Falta de intensivistas na pandemia expõe riscos da atuação médica
Dados da Associação de Medicina Intensiva Brasileira (AMIB) mostram escassez em todo país; para especialista, há falha estrutural do sistema de saúde brasileiro
A pandemia e o colapso do sistema de saúde destacaram um problema antigo do Brasil: a escassez de médicos intensivistas, profissionais especializados no tratamento de pacientes graves em urgência e emergência nas Unidades de Terapia Intensiva (UTI) dos hospitais. De Norte a Sul do país, faltam médicos intensivistas. Apenas 1,6% dos médicos registrados no Brasil, de um total de 500 mil, têm a titulação de intensivista. Isso significa, em números exatos, 8.239 profissionais. Os dados são do levantamento deste ano da Associação de Medicina Intensiva Brasileira (Amib).
Para a entidade, o ideal seria uma quantidade cinco vezes maior. E a escassez desses profissionais já era uma realidade muito antes da pandemia, em 2018, quando foi feito o penúltimo levantamento pela Amib: havia apenas 6.500 médicos intensivistas titulados.
No dia a dia das UTIs, ainda no cenário pré-Covid, era comum verificar médicos experientes com especializações em clínica médica, cirurgia-geral e anestesia, por exemplo, trabalharem como plantonistas. Os conselhos que regem a atividade médica apontam que não é obrigatório o médico ser especialista em medicina intensiva para dar plantão em UTIs.
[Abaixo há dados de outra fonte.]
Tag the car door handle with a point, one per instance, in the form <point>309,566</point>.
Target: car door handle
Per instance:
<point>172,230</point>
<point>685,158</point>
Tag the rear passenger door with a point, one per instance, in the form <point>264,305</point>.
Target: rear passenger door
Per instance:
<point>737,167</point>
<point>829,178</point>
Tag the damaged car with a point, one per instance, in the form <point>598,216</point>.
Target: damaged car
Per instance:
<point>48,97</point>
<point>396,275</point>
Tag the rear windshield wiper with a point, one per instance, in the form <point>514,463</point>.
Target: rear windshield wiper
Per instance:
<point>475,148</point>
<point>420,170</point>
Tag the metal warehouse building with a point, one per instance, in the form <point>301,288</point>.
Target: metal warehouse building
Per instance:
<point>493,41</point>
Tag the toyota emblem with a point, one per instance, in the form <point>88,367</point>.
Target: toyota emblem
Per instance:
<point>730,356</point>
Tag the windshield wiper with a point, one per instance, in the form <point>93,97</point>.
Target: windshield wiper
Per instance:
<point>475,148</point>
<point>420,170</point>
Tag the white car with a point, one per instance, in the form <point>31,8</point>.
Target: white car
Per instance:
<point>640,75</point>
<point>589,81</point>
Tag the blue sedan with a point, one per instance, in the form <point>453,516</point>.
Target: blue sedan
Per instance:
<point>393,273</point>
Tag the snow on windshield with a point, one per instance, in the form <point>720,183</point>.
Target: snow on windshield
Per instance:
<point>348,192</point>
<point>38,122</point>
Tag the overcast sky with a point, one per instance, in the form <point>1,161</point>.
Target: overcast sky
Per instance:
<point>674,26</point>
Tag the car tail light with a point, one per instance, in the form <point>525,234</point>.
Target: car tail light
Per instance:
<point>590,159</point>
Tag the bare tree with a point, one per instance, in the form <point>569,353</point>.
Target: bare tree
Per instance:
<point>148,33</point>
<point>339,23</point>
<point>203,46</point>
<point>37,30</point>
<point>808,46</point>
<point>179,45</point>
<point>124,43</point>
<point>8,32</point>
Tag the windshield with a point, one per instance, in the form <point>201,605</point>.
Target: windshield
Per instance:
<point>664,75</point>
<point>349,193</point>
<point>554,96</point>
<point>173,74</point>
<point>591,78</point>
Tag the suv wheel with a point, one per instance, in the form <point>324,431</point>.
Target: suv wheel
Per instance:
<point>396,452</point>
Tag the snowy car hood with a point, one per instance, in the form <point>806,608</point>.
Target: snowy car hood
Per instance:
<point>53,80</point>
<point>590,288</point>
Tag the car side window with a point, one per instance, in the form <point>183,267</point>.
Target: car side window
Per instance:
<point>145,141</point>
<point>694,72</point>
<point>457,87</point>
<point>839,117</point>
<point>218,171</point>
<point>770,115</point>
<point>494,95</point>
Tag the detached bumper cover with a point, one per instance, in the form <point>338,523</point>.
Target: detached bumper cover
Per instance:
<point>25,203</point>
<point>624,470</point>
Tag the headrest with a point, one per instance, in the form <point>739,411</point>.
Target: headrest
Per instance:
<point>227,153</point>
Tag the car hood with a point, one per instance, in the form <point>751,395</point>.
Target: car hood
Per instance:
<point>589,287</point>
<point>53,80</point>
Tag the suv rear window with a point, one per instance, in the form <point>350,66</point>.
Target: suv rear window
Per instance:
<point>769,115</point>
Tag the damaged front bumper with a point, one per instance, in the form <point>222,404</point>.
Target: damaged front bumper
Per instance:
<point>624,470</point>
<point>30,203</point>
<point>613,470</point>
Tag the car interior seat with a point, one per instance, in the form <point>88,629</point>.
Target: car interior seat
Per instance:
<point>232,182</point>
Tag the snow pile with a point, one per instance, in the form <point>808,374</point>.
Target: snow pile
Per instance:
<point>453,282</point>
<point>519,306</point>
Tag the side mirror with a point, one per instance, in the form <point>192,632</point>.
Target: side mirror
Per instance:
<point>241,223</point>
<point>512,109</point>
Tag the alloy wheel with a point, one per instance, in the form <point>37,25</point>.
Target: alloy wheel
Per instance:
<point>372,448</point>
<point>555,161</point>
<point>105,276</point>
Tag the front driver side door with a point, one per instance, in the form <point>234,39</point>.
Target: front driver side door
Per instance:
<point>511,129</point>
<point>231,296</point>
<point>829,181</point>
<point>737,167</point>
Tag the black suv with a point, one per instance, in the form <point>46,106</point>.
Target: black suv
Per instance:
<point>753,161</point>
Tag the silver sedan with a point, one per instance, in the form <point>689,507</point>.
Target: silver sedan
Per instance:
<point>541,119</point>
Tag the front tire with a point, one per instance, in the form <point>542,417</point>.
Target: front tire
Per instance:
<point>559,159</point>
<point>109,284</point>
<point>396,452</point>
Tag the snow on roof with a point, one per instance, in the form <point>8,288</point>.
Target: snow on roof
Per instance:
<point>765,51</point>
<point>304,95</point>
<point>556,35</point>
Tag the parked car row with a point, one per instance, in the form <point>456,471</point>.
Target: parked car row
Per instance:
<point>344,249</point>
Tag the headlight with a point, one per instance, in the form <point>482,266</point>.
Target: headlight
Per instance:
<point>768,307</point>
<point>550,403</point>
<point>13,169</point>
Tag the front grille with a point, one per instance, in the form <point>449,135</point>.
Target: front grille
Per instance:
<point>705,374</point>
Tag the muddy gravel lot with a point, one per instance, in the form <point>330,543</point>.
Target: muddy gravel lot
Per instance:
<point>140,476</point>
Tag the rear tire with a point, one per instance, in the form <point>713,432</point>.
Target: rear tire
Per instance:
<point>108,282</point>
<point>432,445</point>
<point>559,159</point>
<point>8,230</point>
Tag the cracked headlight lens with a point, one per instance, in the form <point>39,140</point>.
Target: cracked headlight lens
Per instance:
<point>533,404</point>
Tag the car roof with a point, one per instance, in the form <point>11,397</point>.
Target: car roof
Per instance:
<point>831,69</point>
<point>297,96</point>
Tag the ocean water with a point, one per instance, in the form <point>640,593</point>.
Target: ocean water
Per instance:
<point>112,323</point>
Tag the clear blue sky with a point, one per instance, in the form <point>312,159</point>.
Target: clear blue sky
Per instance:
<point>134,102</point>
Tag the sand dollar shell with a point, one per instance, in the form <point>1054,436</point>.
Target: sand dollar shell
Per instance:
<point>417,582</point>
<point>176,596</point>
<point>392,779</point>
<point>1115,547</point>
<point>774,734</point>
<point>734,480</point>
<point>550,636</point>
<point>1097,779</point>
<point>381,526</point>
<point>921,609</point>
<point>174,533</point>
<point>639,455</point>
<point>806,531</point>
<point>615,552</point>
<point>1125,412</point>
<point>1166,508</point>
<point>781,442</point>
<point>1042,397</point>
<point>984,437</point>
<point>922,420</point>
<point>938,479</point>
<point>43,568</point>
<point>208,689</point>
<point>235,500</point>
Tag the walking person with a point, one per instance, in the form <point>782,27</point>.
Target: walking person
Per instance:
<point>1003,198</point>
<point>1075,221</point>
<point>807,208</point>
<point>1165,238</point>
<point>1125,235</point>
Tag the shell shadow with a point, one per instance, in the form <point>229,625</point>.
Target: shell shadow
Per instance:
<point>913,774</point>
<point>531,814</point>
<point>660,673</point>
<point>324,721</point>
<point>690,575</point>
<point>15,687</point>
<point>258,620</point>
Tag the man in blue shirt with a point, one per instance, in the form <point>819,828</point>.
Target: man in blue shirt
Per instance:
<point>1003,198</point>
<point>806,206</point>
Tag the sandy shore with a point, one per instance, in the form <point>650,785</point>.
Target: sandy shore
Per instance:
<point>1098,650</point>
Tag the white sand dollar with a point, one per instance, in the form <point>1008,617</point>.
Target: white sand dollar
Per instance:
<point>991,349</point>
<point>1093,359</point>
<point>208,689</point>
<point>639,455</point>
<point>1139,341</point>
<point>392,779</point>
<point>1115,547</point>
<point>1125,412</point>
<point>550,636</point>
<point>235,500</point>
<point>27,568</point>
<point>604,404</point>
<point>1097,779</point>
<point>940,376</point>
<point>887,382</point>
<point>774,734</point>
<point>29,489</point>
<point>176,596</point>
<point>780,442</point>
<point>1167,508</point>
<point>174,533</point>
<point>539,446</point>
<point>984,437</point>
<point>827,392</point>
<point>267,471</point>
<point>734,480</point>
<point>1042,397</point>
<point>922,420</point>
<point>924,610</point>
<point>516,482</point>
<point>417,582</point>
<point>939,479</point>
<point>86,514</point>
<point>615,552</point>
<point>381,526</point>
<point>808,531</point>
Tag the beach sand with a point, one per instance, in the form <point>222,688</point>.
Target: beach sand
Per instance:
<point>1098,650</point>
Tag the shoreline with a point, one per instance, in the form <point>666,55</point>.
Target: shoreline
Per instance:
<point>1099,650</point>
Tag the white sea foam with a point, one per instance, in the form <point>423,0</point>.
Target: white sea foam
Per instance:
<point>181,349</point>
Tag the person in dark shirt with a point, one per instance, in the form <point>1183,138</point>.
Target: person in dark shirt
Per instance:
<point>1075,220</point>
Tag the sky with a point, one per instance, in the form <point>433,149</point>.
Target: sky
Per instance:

Desde o início da pandemia, quando aumentou a necessidade de profissionais não só intensivistas, mas de várias especialidades para trabalharem nos hospitais de campanha, UTIs e Unidades de Pronto Atendimento (UPA), a solução foi fazer um esforço de mão de obra às pressas. Assim, médicos recém-formados e residentes preencheram essa lacuna atuando na medicina intensiva.
Na avaliação do advogado Renato Assis, especialista em Direito Médico, desde o início da pandemia, os médicos estão sob grande pressão e a falta de intensivistas não é acidental, mas sim uma falha estrutural do sistema de saúde brasileiro. “Independentemente da estrutura de insumos e equipamentos dos hospitais, faltam profissionais especializados.”
Ele faz um alerta sobre a questão dos médicos atuando fora da especialidade para preencher essa lacuna, sejam eles recém-formados ou não. “Esse é o grande drama que os médicos têm vivido e um grande dilema ético em atuar fora da especialidade. De um lado, você tem a obrigação e a necessidade de salvar vidas. E de outro, você trabalha no limite de cometer um erro médico ou um ato de imperícia, por não ter todo o conhecimento profundo”, afirma Renato Assis que é também conselheiro jurídico e científico da Anadem (Sociedade Brasileira de Direito Médico e Bioética).
“Por terem que realizar procedimentos e técnicas nos quais não possuem treinamento ou prática, esses profissionais estão sujeitos a cometerem erro médico por imperícia e, assim, serem responsabilizados civil, ética e criminalmente por isso. O erro médico acontece quando o profissional de medicina executa uma atividade com imprudência, imperícia ou negligência”, explica Renato Assis.
O Conselho Federal de Medicina considera erro médico também o dano provocado no paciente, ainda que o médico não tivesse a intenção de cometê-lo, seja porque agiu ou deixou de agir durante o exercício profissional.
O advogado destaca ainda que, em muitos casos, insatisfações de pacientes e familiares geram mais ações judiciais do que o próprio erro médico. Segundo explica, é uma situação real tanto para recém-formados, que lidam com a medicina intensiva, quanto para os próprios médicos intensivistas. O motivo: a responsabilidade é grande na hora da tomada de decisão em momentos de urgência.
“As pessoas estão morrendo, eles têm que fazer escolhas de quem vive e quem morre, quem vai ser intubado, quem vai continuar na fila, quem vai usar ou não o respirador. É muito difícil tomar essas decisões. É uma decisão técnica. Nem todos estão preparados. Então, a existência de uma eventual insatisfação, independentemente de um erro, pode acontecer a qualquer momento”, finaliza.